Marathon bid for Shutterfly signals end of an era
Over the last year, Shutterfly management has faced activist shareholders who are pressing for greater stock performance from the leading online photo-product company. Shareholders are understandably concerned about lower net income returns, low stock performance and increased expenditures. Last fall, Silver Lake Partners said it was planning to spend $2 billion to take private the Redwood City photo giant. Shutterfly management even themselves explored taking the company private last summer.
Clearly, there are problems in Shutterfly Land. I viewed these previous machinations as normal turmoil around a stock market with unreasonable expectations of a photo company. Face it, the stock market has never really understood photo companies. Most of the really successful photo output businesses are privately held, quietly going about their business.
In recent years, however, shareholders have grown tired for waiting for SFLY to be more responsive to current trends, like mobile imaging. This lead, in part, to Shutterfly’s much-publicized purchase of “Shark Tank” darling GrooveBook; at least it looked as if management was trying something new.
Marathon Partners Equity Management LLC, which owns about 5.5% of the Shutterfly common stock, has nominated its own slate of director candidates in an effort to instill changes at the top:
“We believe the vast majority of Shutterfly stockholders are gravely disappointed with various aspects of the [Executive Compensation] plan due to its inability to strongly align stockholder and management interests, including:
- “lack of incentives encouraging long-term stock ownership by executives;
- “excessive awards based upon revenue and EBITDA growth as opposed to metrics that more directly increase stockholder value, such as free cash flow per share and earnings per share; and
- “lack of accountability for the results of acquisitions and investments.”
Shutterfly has responded with a proposal for a Universal Proxy Card, which commits to expanding the Shutterfly board to appoint Marathon’s Mario Cibelli and a second “mutually acceptable” nominee. Clearly, Shutterfly management thinks the Marathon is in it for the long haul (pun intended).
In researching the Marathon complaints, I realized how far the online photo-printing business has changed since 1999, when Shutterfly, Snapfish, Ofoto and slew of other startups braved the bubble to challenge the entrenched photofinishing business controlled by Eastman Kodak Co. and Fujifilm.
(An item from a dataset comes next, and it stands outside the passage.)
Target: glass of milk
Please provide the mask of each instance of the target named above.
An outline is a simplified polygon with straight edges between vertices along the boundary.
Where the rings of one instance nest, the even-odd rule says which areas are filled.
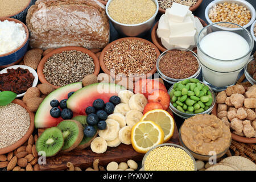
[[[223,25],[225,24],[225,27]],[[237,28],[226,28],[235,25]],[[203,81],[216,92],[233,85],[254,46],[250,32],[238,24],[218,22],[204,27],[197,39]]]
At that time, Kodak and Fujifilm were cash-rich giants and HP and Epson were betting on affordable home printers; there was no guarantee these upstarts would survive into the new century. There was a fall-out over time, as more competition and consumer choice expanded the market and new innovations like print-to-retail and mobile printing took hold. Ofoto sold to Kodak (then Shutterfly), and Snapfish to District Photo (then to HP and, more recently, back to District Photo).
Is Silicon Valley relevant to photo output?
In the 1999-2000 era, online photofinishers needed to custom-build a lot of their own equipment. I was fortunate enough to tour Shutterfly and Ofoto plants in that time, and marveled how home-grown the technology was. There were no off-the-shelf online imaging technologies today; to be in online photofinishing, you had to employ dozens of engineers. Photofinishing equipment was modified to accept digital files. Website code had to be handcrafted from the ground up. Color science was invented on the fly.
Fast forward to today, where many of these technologies are readily available from vendors like HP, Xerox and Eastman Kodak, or white-label providers, like Centrics, Photo Finale, District Photo, RPI, ColorCentric and more. If you want to be in the photo printing business, you can make a few phone calls and line everything up (assuming you have the cash and the patience to develop the necessary marketing prowess). The world has changed, and the online photo printing business doesn’t revolve around Silicon Valley anymore, much the same way the photo industry doesn’t revolve around Rochester, N.Y.
In this insightful analysis by Jason Kaplan at Seeking Alpha, the various points of the Marathon proposal are addressed, particularly the composition of the board and the compensation of Shutterfly CEO Jeff Housenbold (which is $16.5 million or 1.2 “GrooveBooks”).
One point of Kaplan’s article, however, stood out: “Competing with tech giants in Silicon Valley for programming talent is expensive. While the company cannot transition out of SF overnight, I believe it should begin to consider adding programming talent in other, less expensive and less competitive areas of the country. This company does not need to be competing with Google, Facebook, Salesforce, etc. for talent. The whole Silicon Valley culture has incorrectly been absorbed into this company and it has cost shareholders dearly.”
Shutterfly has recognized this, in part, by locating production facilities around the country, but hasn’t done so with its corporate and technical facilities. Shutterfly’s home address in Redwood City is a stone’s throw away from the giant Oracle complex. But when you’re no longer a tech-driven company, as one could argue that Shutterfly isn’t any longer, do you need to be in the tech epicenter? It’s quite possible the way for Shutterfly to shake itself from its doldrums is to reinvent itself away from Silicon Valley. That way, buying some gimmick like GrooveBook won’t be the way to seem relevant.